Other treatment of pneumonia in the elderly
The effect of therapy largely depends on the correct use of cardiac agents affecting the function of respiration (camphor, cardiamine), cardiac glycosides, coronarolytics and, if necessary, antiarrhythmic agents.
As antitussive agents with persistent dry cough used drugs that do not have a negative effect on the drainage function of the bronchi (balticks, intussin).
The appointment of expectorant and mucolytic agents is an important link in complex therapy. Usually used: bromhexine, ambroxol, mucaltin, 1-3% aqueous solution of potassium iodide, infusion of thermopsis, alteynic root, leaves of mother-and-stepmother, plantain, breast-collecting.
Great attention should be paid to the organization of treatment, care and monitoring of patients with pneumonia. B feverish period requires bed rest and individual fasting or stay in the intensive care unit, control of hemodynamic parameters and the degree of respiratory failure. Important psychological support, early activation of the patient, because people of the elderly and senile are very sensitive to hypodynamia.
Food should be easily digestible, rich in vitamins (especially vitamins C). It should be given often (up to 6 times a day). Abundant drink (about 2 liters) in the form of green tea, mors, compote, broth.
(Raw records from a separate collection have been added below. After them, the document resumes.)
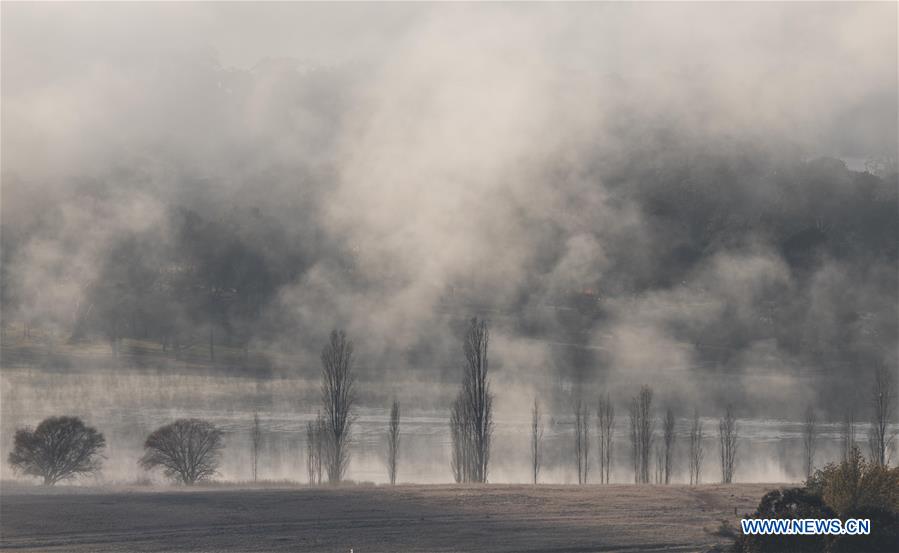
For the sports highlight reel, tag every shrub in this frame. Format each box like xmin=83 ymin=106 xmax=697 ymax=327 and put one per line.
xmin=8 ymin=417 xmax=106 ymax=486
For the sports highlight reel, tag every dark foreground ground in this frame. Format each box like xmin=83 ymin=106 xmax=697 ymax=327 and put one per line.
xmin=0 ymin=484 xmax=775 ymax=553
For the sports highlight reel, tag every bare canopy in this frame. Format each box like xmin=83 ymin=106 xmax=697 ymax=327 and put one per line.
xmin=322 ymin=330 xmax=356 ymax=484
xmin=9 ymin=417 xmax=106 ymax=486
xmin=139 ymin=419 xmax=224 ymax=486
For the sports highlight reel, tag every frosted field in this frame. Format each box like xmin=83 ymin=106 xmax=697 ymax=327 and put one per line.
xmin=0 ymin=483 xmax=774 ymax=553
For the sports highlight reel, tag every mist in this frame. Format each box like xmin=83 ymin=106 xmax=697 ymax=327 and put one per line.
xmin=0 ymin=3 xmax=899 ymax=482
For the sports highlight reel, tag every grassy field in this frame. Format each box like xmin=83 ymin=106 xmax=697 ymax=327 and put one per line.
xmin=0 ymin=484 xmax=776 ymax=553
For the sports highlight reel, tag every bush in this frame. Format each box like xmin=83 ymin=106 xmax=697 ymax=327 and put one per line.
xmin=140 ymin=419 xmax=224 ymax=486
xmin=806 ymin=448 xmax=899 ymax=518
xmin=9 ymin=417 xmax=106 ymax=486
xmin=734 ymin=449 xmax=899 ymax=553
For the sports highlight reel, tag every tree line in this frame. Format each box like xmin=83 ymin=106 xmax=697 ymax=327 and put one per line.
xmin=8 ymin=318 xmax=896 ymax=485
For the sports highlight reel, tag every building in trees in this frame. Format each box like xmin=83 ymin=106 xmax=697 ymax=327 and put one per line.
xmin=140 ymin=419 xmax=224 ymax=486
xmin=8 ymin=417 xmax=106 ymax=486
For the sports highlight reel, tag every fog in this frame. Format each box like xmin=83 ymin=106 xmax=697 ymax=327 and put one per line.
xmin=0 ymin=2 xmax=899 ymax=482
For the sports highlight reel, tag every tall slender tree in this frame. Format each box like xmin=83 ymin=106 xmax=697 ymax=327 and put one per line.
xmin=450 ymin=317 xmax=493 ymax=482
xmin=718 ymin=406 xmax=737 ymax=484
xmin=250 ymin=413 xmax=262 ymax=482
xmin=387 ymin=400 xmax=400 ymax=485
xmin=574 ymin=400 xmax=590 ymax=484
xmin=662 ymin=409 xmax=674 ymax=484
xmin=596 ymin=394 xmax=615 ymax=484
xmin=802 ymin=405 xmax=818 ymax=479
xmin=630 ymin=386 xmax=655 ymax=484
xmin=868 ymin=367 xmax=896 ymax=466
xmin=321 ymin=330 xmax=356 ymax=484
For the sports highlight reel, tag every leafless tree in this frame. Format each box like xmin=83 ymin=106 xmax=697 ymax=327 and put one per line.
xmin=630 ymin=386 xmax=655 ymax=484
xmin=8 ymin=417 xmax=106 ymax=486
xmin=868 ymin=367 xmax=896 ymax=466
xmin=802 ymin=405 xmax=818 ymax=479
xmin=840 ymin=408 xmax=856 ymax=462
xmin=690 ymin=409 xmax=703 ymax=485
xmin=140 ymin=419 xmax=224 ymax=485
xmin=450 ymin=318 xmax=493 ymax=482
xmin=450 ymin=391 xmax=474 ymax=483
xmin=663 ymin=409 xmax=674 ymax=484
xmin=250 ymin=413 xmax=262 ymax=482
xmin=531 ymin=398 xmax=543 ymax=484
xmin=574 ymin=400 xmax=590 ymax=484
xmin=306 ymin=413 xmax=325 ymax=486
xmin=718 ymin=405 xmax=737 ymax=484
xmin=321 ymin=330 xmax=356 ymax=484
xmin=655 ymin=443 xmax=665 ymax=484
xmin=387 ymin=400 xmax=400 ymax=485
xmin=596 ymin=394 xmax=615 ymax=484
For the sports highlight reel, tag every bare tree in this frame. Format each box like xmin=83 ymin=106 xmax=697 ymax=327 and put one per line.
xmin=655 ymin=443 xmax=665 ymax=484
xmin=387 ymin=400 xmax=400 ymax=485
xmin=663 ymin=409 xmax=674 ymax=484
xmin=8 ymin=417 xmax=106 ymax=486
xmin=690 ymin=409 xmax=703 ymax=485
xmin=718 ymin=405 xmax=737 ymax=484
xmin=868 ymin=367 xmax=896 ymax=466
xmin=321 ymin=330 xmax=356 ymax=484
xmin=450 ymin=318 xmax=493 ymax=482
xmin=531 ymin=398 xmax=543 ymax=484
xmin=840 ymin=408 xmax=856 ymax=462
xmin=574 ymin=400 xmax=590 ymax=484
xmin=596 ymin=394 xmax=615 ymax=484
xmin=306 ymin=413 xmax=325 ymax=486
xmin=450 ymin=391 xmax=474 ymax=484
xmin=630 ymin=386 xmax=655 ymax=484
xmin=140 ymin=419 xmax=224 ymax=485
xmin=250 ymin=413 xmax=262 ymax=482
xmin=802 ymin=405 xmax=818 ymax=479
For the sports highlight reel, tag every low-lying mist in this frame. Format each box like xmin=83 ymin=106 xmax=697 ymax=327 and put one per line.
xmin=0 ymin=3 xmax=899 ymax=482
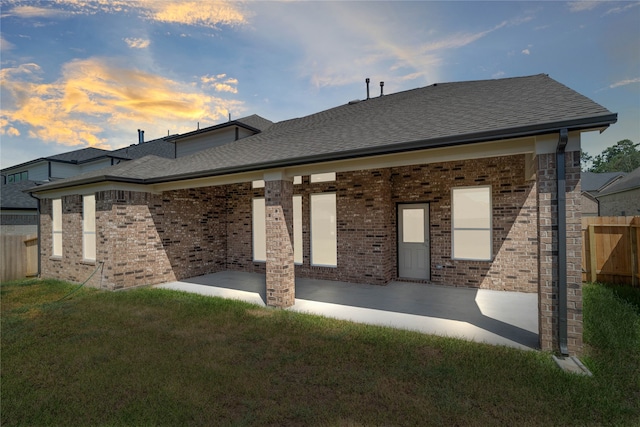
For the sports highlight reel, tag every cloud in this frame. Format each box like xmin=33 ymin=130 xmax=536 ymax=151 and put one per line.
xmin=0 ymin=34 xmax=15 ymax=51
xmin=200 ymin=74 xmax=238 ymax=93
xmin=568 ymin=0 xmax=607 ymax=12
xmin=605 ymin=2 xmax=640 ymax=15
xmin=609 ymin=77 xmax=640 ymax=89
xmin=0 ymin=58 xmax=242 ymax=148
xmin=140 ymin=0 xmax=247 ymax=28
xmin=123 ymin=38 xmax=151 ymax=49
xmin=6 ymin=6 xmax=64 ymax=19
xmin=10 ymin=0 xmax=247 ymax=28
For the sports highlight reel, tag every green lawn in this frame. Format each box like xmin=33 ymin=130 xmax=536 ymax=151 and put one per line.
xmin=0 ymin=280 xmax=640 ymax=426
When bed rest, constipation is often observed, caused mainly by intestinal atony. When inclined to constipation shows the inclusion in the diet of fruit juices, apples, beets and other vegetables and fruits that stimulate peristalsis of the intestine.
Reception of light laxatives of plant origin (preparations of buckthorn, Senna), slightly alkaline mineral waters. Without special indications, it is not necessary to limit the intake of liquid (less than 1-1.5 liters per day), as this can contribute to the increase of constipation.
Pneumonia in the elderly lasts about 4 weeks before the normalization of the main clinical and laboratory indicators. However, the restoration of the structure of the lung tissue can be delayed up to 6 months. Therefore, it is extremely important to conduct a complex of medical and recreational activities in outpatient settings. He must! Include clinical and laboratory and roentgenological examination after 1-3-5 months, the use of vitamins and antioxidants, bronchodilators and expectorants, sanitation of the oral cavity and upper respiratory tract, cessation of smoking, physical therapy, exercise therapy, and, if possible, a sanatorium treatment.